As anyone who has ever handled official information knows, discussing sensitive work with colleagues in public places is a no-no. Talking about the most important diplomatic negotiations the UK has undertaken in decades in a Brussels bar teeming with reporters is an absolute no-no-no. A senior civil servant like Ollie Robbins knows this perfectly well. So it is tempting to conclude that his helpful explanation of the backstop trap in the Withdrawal Agreement to a colleague was designed to be both overheard and reported.
To what end? To provoke the expected backlash from Brexiteer MPs in order to persuade the EU that they really must move on the backstop or face no deal? Or to set up the expectation of a capitulation very late in March, thus allowing more no-deal contingency plans to be put in place while the EU hangs tough thinking that the Commons will still roll over and either swallow the Withdrawal Agreement whole or beg to continue talks?
It is very likely that Mr Robbins had a licence from Number 10 to be indiscreet. And whatever he said, he knows that it is not within his or the Prime Minister’s power to extend Article 50 negotiations without also getting a Bill through Parliament to repeal the European Union Withdrawal Act which sets the date of the UK’s departure for 29th March. That is by no means an easy ask when even non-binding Brexit motions and amendments are assuming monumental significance and lead to pitched parliamentary battles.

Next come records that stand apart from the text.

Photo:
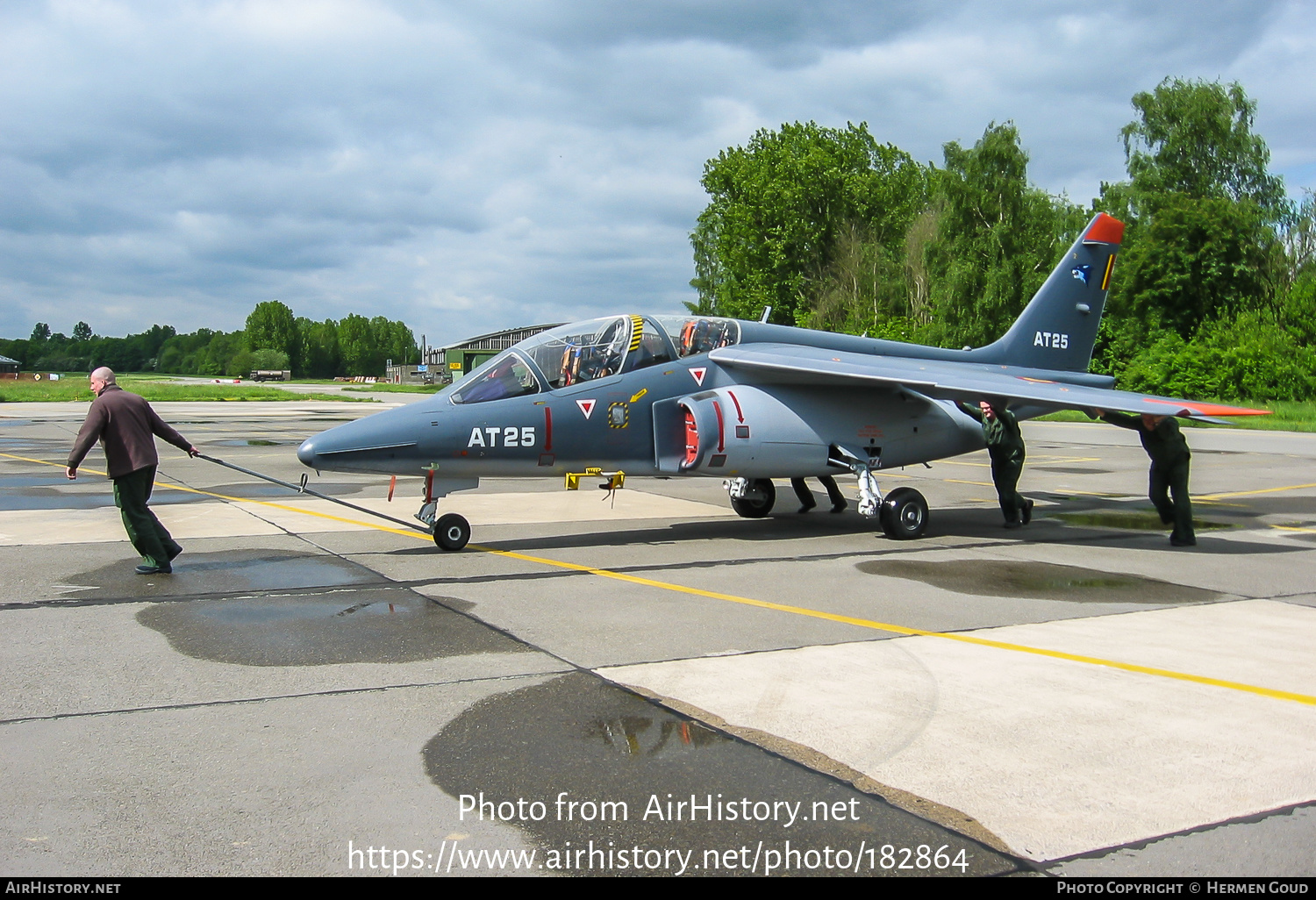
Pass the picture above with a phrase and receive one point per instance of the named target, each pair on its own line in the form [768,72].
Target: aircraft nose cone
[307,453]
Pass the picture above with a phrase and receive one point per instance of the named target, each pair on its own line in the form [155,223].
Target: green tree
[361,354]
[1198,260]
[318,353]
[268,360]
[781,205]
[1195,139]
[997,239]
[1205,224]
[271,326]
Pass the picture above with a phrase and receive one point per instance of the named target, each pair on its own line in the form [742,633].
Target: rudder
[1058,326]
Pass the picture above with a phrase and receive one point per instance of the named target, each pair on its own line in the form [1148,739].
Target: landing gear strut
[750,497]
[450,531]
[903,513]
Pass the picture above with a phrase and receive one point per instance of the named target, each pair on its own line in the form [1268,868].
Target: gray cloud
[468,168]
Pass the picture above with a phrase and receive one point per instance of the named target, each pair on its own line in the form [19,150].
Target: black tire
[903,515]
[757,508]
[452,532]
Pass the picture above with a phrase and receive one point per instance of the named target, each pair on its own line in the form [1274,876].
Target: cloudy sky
[473,166]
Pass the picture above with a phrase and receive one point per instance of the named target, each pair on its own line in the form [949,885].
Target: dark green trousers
[149,537]
[1005,470]
[1169,494]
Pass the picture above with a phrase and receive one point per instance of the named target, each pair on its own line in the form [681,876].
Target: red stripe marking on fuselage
[740,416]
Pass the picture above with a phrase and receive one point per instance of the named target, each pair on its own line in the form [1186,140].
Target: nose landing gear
[450,531]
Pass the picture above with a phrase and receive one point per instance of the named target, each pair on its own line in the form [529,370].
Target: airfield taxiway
[1073,697]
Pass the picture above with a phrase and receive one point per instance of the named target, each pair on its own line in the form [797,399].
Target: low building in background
[455,361]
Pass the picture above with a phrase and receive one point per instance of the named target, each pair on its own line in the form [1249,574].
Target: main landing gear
[903,513]
[752,497]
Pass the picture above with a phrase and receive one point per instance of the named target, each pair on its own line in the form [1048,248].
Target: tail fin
[1058,326]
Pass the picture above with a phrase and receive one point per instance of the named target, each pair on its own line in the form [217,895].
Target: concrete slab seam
[239,702]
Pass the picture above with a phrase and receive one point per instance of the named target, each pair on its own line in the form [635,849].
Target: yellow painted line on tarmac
[224,496]
[778,607]
[911,632]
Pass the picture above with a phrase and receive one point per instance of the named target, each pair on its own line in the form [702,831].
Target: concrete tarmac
[650,684]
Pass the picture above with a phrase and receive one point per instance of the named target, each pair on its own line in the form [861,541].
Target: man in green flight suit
[1005,447]
[1169,452]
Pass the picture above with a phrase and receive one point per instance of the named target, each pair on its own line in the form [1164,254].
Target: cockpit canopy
[592,349]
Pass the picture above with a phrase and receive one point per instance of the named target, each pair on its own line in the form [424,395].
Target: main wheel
[903,515]
[757,508]
[452,532]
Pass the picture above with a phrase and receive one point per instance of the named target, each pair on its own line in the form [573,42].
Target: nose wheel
[452,532]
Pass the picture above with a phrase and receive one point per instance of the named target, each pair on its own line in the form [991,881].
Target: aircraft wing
[953,381]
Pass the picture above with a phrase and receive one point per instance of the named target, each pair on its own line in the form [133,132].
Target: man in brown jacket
[125,426]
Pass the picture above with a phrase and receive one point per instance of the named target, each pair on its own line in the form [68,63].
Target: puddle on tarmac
[382,625]
[11,482]
[587,742]
[229,571]
[46,492]
[1140,520]
[1034,581]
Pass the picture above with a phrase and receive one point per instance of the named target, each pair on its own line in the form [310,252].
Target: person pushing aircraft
[1005,450]
[1169,474]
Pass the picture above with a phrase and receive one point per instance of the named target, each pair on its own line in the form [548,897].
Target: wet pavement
[1074,697]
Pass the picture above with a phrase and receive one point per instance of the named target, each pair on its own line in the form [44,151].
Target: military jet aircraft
[689,396]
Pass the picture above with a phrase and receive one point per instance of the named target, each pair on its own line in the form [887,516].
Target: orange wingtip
[1105,229]
[1211,408]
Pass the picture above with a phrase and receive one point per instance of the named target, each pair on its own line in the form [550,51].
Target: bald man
[125,426]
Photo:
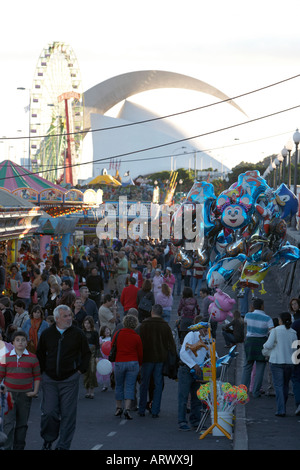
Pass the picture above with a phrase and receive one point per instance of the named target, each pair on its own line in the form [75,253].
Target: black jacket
[61,355]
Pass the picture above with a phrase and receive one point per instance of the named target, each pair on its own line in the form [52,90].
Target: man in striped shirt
[258,327]
[20,372]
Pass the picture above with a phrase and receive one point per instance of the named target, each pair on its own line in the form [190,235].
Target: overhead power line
[154,147]
[119,126]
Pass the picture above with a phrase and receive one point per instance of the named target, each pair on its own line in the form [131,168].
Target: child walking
[20,372]
[105,335]
[90,378]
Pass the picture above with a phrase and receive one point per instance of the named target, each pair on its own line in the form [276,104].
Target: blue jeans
[196,285]
[166,315]
[15,422]
[296,383]
[59,409]
[188,385]
[177,285]
[281,374]
[125,376]
[147,369]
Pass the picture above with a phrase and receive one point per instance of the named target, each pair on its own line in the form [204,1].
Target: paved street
[256,426]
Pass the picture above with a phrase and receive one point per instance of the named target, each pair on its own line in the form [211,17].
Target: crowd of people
[56,316]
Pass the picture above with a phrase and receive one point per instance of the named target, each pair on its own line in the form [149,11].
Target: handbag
[170,366]
[113,351]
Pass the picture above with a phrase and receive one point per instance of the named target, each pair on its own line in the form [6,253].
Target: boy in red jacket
[20,371]
[129,295]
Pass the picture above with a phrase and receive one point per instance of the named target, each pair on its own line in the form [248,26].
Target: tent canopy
[105,179]
[14,177]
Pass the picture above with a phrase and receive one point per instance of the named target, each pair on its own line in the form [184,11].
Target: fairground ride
[56,115]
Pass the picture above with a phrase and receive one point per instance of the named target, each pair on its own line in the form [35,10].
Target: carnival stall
[19,220]
[53,201]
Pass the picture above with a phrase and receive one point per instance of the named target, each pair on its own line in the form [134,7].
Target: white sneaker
[297,412]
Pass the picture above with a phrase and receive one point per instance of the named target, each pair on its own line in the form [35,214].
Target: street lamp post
[280,160]
[289,147]
[29,123]
[284,153]
[180,183]
[296,138]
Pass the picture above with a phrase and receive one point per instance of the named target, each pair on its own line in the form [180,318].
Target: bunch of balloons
[228,396]
[243,229]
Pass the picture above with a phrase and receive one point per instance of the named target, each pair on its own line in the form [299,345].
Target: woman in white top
[280,346]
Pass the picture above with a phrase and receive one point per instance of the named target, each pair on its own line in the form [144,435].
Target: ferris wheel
[56,114]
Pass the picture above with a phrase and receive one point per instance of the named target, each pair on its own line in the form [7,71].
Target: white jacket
[280,343]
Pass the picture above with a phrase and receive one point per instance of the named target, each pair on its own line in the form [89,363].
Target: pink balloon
[106,347]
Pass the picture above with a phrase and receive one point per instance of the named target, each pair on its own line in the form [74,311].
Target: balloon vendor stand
[215,423]
[220,397]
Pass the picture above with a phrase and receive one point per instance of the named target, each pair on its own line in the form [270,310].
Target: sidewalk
[256,426]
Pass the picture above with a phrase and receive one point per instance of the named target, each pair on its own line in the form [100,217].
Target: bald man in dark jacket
[157,339]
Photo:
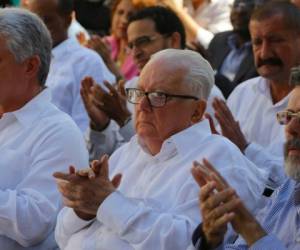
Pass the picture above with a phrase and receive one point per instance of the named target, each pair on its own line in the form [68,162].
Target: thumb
[211,123]
[121,88]
[104,172]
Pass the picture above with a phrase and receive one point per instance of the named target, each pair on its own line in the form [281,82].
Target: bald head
[198,74]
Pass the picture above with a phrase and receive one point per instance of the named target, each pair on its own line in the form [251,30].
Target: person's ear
[32,66]
[198,111]
[68,20]
[175,40]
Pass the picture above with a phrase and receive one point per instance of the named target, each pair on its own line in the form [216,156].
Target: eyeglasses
[141,42]
[284,117]
[156,98]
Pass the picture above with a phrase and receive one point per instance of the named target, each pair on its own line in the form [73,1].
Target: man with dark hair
[70,62]
[277,226]
[275,34]
[230,52]
[149,30]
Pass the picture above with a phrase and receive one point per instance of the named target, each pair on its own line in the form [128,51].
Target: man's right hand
[219,205]
[99,119]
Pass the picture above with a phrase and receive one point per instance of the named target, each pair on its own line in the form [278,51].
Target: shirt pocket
[13,167]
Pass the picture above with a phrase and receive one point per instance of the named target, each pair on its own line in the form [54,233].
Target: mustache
[292,143]
[270,61]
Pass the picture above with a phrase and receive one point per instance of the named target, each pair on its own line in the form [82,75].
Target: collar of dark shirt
[297,194]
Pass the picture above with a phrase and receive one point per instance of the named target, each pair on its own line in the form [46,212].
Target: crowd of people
[177,128]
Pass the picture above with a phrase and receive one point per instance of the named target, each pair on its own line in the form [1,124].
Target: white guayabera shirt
[70,63]
[252,106]
[35,141]
[156,205]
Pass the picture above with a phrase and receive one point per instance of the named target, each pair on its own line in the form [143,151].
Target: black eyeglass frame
[166,95]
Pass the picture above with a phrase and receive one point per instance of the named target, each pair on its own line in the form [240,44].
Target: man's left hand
[83,194]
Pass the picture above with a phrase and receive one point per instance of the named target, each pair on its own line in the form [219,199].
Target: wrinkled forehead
[160,75]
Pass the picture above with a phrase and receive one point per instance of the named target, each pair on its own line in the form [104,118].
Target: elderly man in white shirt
[70,62]
[275,33]
[154,205]
[35,136]
[144,25]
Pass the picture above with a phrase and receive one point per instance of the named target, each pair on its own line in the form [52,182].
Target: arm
[91,65]
[28,212]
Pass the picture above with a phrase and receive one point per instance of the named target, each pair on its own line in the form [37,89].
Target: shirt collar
[232,42]
[297,194]
[263,87]
[31,110]
[63,47]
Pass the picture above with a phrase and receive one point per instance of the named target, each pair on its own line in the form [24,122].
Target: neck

The Brexiteer backlash has produced an effect, however, that must surely have been anticipated – namely a probable refusal by Tory Brexiteers to support a government motion on the Withdrawal Agreement because it also implies that leaving the EU on WTO terms is not an option. This keeps the No-Deal sword of Damocles hanging over the negotiating table until the last minute, when Michel Barnier’s team may finally notice it inching towards their heads… By which time certain EU member states will probably be feeling a great deal more heat from their business communities and will be much more disposed to negotiate rather than to dictate.
This interpretation may, if course, be wildly optimistic, and it could all be down to too much Belgian beer after a long day at the office. But one lives in hope.